Mostly it’s the zombies I miss. Running, snarling through the streets of my subconscious, consuming the brains of family and friends through apocalyptic landscapes. After finding myself cornered by a mob of the undead, I would wake in a cold sweat, scanning my body for tell-tale bite marks before rushing to my computer to write it all down. Other dreams would erupt from time to time: dragon-chasing, infiltrating government lab, saving citizens with Batman and Robin. All would lead to different story; a different morning spent drinking coffee and writing. I miss the free time, the absence of anxiety, the stories. But mostly I miss the zombies.
I have a job now, teaching science and social studies to kids with learning difficulties like dyslexia and ADHD. Though nice to receive a monthly paycheck again, like any modern drug the side-effects of this new lifestyle may prove corrosive to my mental health. Unemployment drained my wallet but kept my spirit; employment fills my wallet but seems to be robbing me of . . . well, everything else. My dreams of late ensorcel the mind with lesson plans and visions of angry children.

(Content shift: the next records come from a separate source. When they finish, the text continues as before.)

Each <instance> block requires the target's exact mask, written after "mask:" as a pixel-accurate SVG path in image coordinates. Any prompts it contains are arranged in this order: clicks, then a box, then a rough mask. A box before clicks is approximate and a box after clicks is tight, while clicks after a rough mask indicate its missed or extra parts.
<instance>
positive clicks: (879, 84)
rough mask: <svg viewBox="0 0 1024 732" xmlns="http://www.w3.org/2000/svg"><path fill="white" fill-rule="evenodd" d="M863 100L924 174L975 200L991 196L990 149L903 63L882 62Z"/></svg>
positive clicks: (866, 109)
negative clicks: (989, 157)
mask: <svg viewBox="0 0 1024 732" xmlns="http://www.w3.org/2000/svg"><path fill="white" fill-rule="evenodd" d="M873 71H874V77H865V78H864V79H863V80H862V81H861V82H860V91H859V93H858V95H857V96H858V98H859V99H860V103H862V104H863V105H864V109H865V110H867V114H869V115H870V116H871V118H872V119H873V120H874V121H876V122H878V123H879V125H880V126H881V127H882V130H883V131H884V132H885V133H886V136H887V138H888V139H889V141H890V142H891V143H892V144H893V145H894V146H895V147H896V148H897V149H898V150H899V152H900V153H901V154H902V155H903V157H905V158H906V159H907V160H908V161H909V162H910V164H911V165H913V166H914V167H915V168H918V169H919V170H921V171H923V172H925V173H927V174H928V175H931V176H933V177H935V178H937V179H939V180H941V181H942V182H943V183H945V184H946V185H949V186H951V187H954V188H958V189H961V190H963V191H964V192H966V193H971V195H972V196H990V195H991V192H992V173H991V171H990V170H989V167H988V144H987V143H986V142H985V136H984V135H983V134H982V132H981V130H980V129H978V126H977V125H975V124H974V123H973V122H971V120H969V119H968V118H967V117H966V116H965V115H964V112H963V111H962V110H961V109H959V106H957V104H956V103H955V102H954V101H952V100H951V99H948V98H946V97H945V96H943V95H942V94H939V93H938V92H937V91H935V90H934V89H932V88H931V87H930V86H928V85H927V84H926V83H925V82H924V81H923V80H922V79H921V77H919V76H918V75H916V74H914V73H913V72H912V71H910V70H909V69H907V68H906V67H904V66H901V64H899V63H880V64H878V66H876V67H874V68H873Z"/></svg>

I lie awake at night, anxiety brewing in my gut, worry tearing at my self-confidence, hoping that these past four months are nothing but the stuff of nightmare.
But I exaggerate.
I’ve oft remarked to Dasad during our stretch in high school that most of our instructors possessed unique idiosyncrasies, much like neuroses among comic book villains. Some tossed tennis balls around the classroom; others talked to themselves aloud while correcting exams; one of my teachers employed a backwoods country accent in class, warning us after a particularly disastrous exam ‘Boys, some of y’all are in danger of being bit this semester. Ah’m tryin’ to keep Earl back, but he’s nippin’ at the chain.” It took me nearly half a year to understand that he was talking about grades, and another five years to discover the accent was not genuine.
This is not to suggest that these teachers were ineffectual or incompetent; if anything the absence of sanity or even common sense ensured their survival, their ability to create worlds and craft abstract ideas with macaroni and white paste. Yet teachers do not lose their minds at an early age; it is not – as most students believe – some birth defect (like sprouting six fingers from your left hand), but an occupational adaptation grafted onto both mind and soul after their first year wallowing among the bullying, whining, teasing, and constructive criticisms of the classroom.
Some mornings I wake clawing, gasping . . . nearly biting at the air for a breath like some riptide-yanked surfer pulled inexplicably from the shallows, only to be dragged again under the current kicking and screaming, his lungs filling with brine and sand.
Still I exaggerate.
Now the kids themselves are great. No better group of students could I find anywhere else. Of that I’m certain. Yet, the burden of devising lesson plans and activities while maintaining control of the classroom and – what amounts to – several hours of public speaking has begun to accumulate like a blood clot. Some nights it feels as if every cell in my body is ready to burst.
Now this may be all first job jitters. I’ve been out of the job market for a while: working with the family, working on my Masters. It’s natural to become a little anxious even in the best circumstances. Moreover, apart from tutoring sessions with Kevin and Bree, my sole source of training stems from a two-week summer class and the daily suggestions to ‘try and see what works.’ If we were constructing Swedish furniture, I might just give it ‘the ol’ college try,’ but a human child does not suffer failure as well as bookcases. As such, I am slowly losing my mind.
Yet without this job, I’m just another out-of-work bum, living in his parent’s basement, writing the next great unfinished novel, draining the world of 550 L of oxygen each day.
I’ve stopped exaggerating . . .
I miss my stories early in the morning, of fair maidens and brave knights, of hot dragons and mountains of forgotten gold. I miss dreaming of thick forests, flecked with golden sunlight and unseen shapes, of unimaginable creatures both kind and cruel. I miss writing them down on the page or – during sudden creative blocks – jump on the treadmill for a few hours to jumpstart the brain. I miss my family: seeing them off to school and picking them up from football practice, seeing them smile and joke without being blinded by worry. I miss all these things, but most importantly, I miss the zombies.